The immobilization of D. multivorans in reactor R1 was verified by immunofluorescence microscopy. D. multivorans grew in dense microcolony-like structures inside the autoclaved granules derived from the reactor operating at an HRT of 1.9 h (data not shown). Microscopic investigation of the immunolabeled cuts of the granular inoculum and of granules from the R2 reactor revealed a few sporadic cells at granular surfaces detected with the antibody for D. multivorans. The cells detected are not likely to be the dechlorinating strain of D. multivorans, since this bacterium would be expected to show quick proliferation, resulting in a large population, as seen in the test and R1 reactors. This was the case in an earlier experiment where a reactor similar to the R2 reactor accidentally became contaminated by D. multivorans. The bacterium spread throughout the granular sludge within days (data not shown).

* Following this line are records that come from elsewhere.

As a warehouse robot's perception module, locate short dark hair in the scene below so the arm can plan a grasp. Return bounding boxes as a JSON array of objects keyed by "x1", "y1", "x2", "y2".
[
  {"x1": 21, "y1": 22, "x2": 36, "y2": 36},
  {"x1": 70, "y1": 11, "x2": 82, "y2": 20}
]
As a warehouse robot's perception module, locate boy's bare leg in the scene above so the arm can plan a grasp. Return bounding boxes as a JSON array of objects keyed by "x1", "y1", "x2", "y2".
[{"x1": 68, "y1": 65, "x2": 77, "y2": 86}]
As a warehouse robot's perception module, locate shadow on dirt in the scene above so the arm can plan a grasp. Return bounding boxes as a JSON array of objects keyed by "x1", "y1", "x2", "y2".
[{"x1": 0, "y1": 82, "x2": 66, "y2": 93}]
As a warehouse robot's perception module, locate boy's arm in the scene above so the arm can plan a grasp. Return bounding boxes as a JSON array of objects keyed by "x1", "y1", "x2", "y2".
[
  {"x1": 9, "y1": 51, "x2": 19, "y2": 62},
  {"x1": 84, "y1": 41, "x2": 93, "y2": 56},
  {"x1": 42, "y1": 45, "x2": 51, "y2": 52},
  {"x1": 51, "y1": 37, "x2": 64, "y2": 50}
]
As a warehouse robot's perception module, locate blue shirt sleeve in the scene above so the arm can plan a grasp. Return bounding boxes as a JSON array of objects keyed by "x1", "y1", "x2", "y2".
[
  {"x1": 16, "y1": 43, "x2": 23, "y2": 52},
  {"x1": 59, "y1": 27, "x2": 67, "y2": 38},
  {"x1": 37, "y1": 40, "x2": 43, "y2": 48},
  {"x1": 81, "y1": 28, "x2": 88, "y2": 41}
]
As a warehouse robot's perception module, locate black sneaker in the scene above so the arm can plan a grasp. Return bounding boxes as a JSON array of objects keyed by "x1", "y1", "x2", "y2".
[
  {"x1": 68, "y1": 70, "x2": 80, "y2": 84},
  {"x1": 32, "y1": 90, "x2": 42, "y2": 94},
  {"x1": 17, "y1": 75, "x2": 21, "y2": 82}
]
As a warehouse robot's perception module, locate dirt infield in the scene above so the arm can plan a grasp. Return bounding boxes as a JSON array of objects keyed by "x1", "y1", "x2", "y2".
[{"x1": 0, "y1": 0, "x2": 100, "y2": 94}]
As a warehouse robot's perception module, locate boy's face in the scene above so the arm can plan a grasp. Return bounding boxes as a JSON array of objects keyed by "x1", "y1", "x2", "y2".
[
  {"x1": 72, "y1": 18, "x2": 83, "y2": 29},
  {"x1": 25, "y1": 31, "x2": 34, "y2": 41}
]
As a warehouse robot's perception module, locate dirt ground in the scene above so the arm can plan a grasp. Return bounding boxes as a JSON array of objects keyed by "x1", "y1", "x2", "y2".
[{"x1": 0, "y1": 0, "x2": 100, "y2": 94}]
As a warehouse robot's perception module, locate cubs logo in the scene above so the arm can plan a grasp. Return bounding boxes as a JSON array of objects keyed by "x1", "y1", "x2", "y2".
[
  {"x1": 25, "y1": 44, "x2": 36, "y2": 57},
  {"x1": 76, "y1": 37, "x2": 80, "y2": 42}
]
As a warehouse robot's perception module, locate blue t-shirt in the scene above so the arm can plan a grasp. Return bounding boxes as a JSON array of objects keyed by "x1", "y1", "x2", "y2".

PCE removal increased linearly with increasing PCE loading of the test and R1 reactors, both inoculated with D. multivorans, indicating that no inhibitory effects were seen at any PCE loading rate tested. The slightly lower PCE removal rate of the test reactor was further seen as a slower adaptation capability when the HRT was lowered. This resulted in a temporary appearance of PCE and TCE in the effluent. In contrast, the dechlorinating performance of the R1 reactor did not change with changes in the HRT. This effect could be due to D. multivorans being present in lower cell numbers per unit of granules in the test reactor than in the R1 reactor, making the unsterile inoculated system more sensitive to changes in HRT.

A total consumption of the formate added was seen for the R2 reactor, compared to only 39% consumption of the formate added to reactor R1. This indicates that formate was used by bacteria other than D. multivorans in the unsterile granular sludge. Formate was never detected in the effluent of the test reactor, and a lack of this electron donor is possible in this reactor. PCE dechlorination is an energy-conserving process for D. multivorans, and therefore the lack of the electron donor might shorten the energy gain and result in a lower cell number than that observed when the formate supply is sufficient.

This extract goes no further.